Jeff Law [Mon, 26 Sep 2022 15:14:55 +0000 (09:14 -0600)]
Update my address and DCO entry in MAINTAINERS file
/
* MAINTAINERS: Update my email address and DCO entry.
Aldy Hernandez [Fri, 23 Sep 2022 17:47:33 +0000 (19:47 +0200)]
Set ranges from unreachable edges for all known ranges.

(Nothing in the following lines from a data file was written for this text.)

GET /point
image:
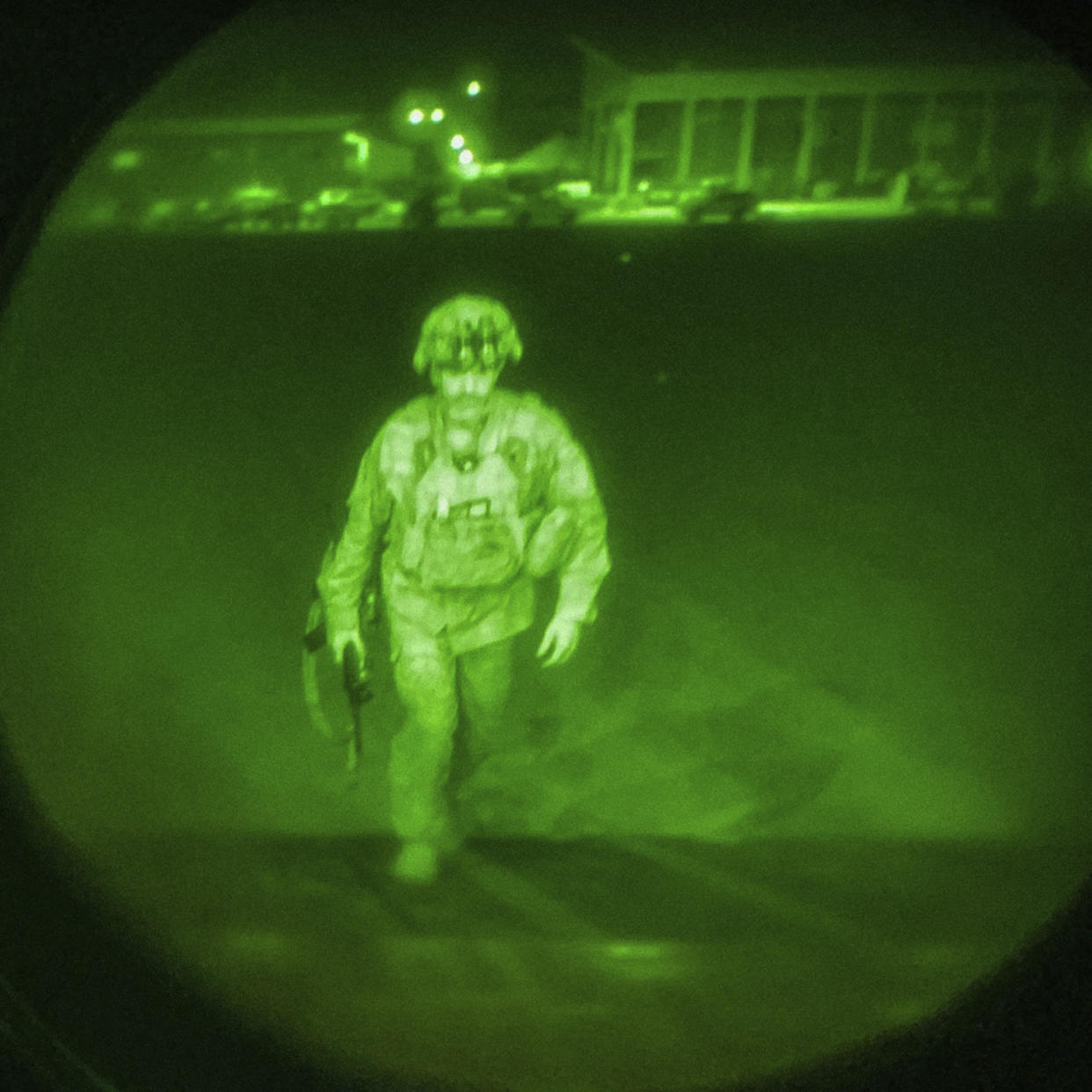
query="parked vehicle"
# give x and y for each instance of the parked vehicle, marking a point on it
(258, 207)
(721, 201)
(335, 210)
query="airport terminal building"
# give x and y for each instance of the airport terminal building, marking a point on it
(801, 132)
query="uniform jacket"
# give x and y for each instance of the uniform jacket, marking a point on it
(455, 547)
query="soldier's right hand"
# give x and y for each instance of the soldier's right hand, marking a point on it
(341, 640)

In the conversion of DOM+evrp to DOM+ranger, we missed that evrp was
exporting ranges for unreachable edges for all SSA names for which we
have ranges for. Instead we have only been exporting ranges for the
SSA name in the final conditional to the BB involving the unreachable
edge.
This patch adjusts adjusts DOM to iterate over the exports, similarly
to what evrp was doing.
Note that I also noticed that we don't calculate the nonzero bit mask
for op1, when 0 = op1 & MASK. This isn't needed for this PR,
since maybe_set_nonzero_bits() is chasing the definition and
parsing the bitwise and on its own. However, I'll be adding the
functionality for completeness sake, plus we could probably drop the
maybe_set_nonzero_bits legacy call entirely.
PR tree-optimization/107009
gcc/ChangeLog:
* tree-ssa-dom.cc
(dom_opt_dom_walker::set_global_ranges_from_unreachable_edges):
Iterate over exports.
gcc/testsuite/ChangeLog:
* gcc.dg/tree-ssa/pr107009.c: New test.